There is, therefore, a need to word oral announcements as carefully as equivalent written communications where they may give rise to contractual obligations. In particular, using words such as “guaranteed”, “definite” and “minimum” will leave little room for manoeuvre should you later need to pull back from the original promise.
It is also evident from the Court of Appeal’s decision that the spectre of unfortunate political implications will not prevent contractual obligations being enforceable. The Court identified that Commerzbank’s desire to step back from the promise to award a bonus pool of €400 million arose only as a result of the potential political embarrassment associated with making the payments. The Court’s view was straightforward – DKIB made a promise to its employees, and that promise had to be honoured regardless of political nuances.
The decision in Attrill has highlighted the difficulties employers will face if they unilaterally seek to pull back from an initial contractually-binding commitment made to employees.
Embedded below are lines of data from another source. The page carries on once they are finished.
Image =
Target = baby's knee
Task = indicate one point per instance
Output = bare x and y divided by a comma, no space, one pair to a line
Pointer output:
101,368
In making announcements of this sort, therefore, employers may wish to reserve the right to amend or withdraw the benefit in the event of adverse changes in circumstances – for example, a fall in profits – but this would have to be communicated at the same time as the initial announcement.
In the absence of a right to reduce benefits, employers will struggle to avoid the obligation to pay the promised benefit. Determined employers may seek to rely on the principles of frustration – namely that the relevant agreement can no longer be effected – and therefore falls away. Such arguments, however, are likely to succeed only in exceptional circumstances – for instance, where a promised bonus exceeds a subsequently imposed statutory cap.
The decision in Attrill is a timely reminder that promises that do not look or feel like contractual terms can be treated as binding and, therefore, enforceable. The message from the courts is simple – make sure your mouth isn’t any bigger than your wallet.
- Oral announcements regarding bonuses and/or other benefits should be worded as carefully as written communications to avoid unintended obligations.
- In both written and oral announcements, caution should be exercised when using words such as “guaranteed”, “definite” and “minimum”, unless the intention is to create a binding obligation.
- Announcements should be reviewed by HR/legal teams in the same manner as contractual provisions and bene-fits policies.
- Establish a process to ensure that general announcements are approved by the appropriate level of management to avoid promises being made that are contrary to company policy.
- When drawing up benefits schemes, there is a tension between the need to retain and motivate staff while retaining discretion regarding the payment of benefits. Any announcements – whether oral or written – contractual provisions and benefits policies should reflect the commercial approach sought.
- To allow flexibility later down the line, appropriate discretionary language should be used in relevant documents and communications – remember, however, that discretion cannot be exercised in a way that is irrational or perverse. Consider whether or not it is appropriate to use caveats such as:
- “payments are subject to board/remuneration committee discretion”;
- “previous payments do not give rise to an expectation or entitlement of further payments”; and
- “the company reserves the right to withdraw or reduce this [benefit]”.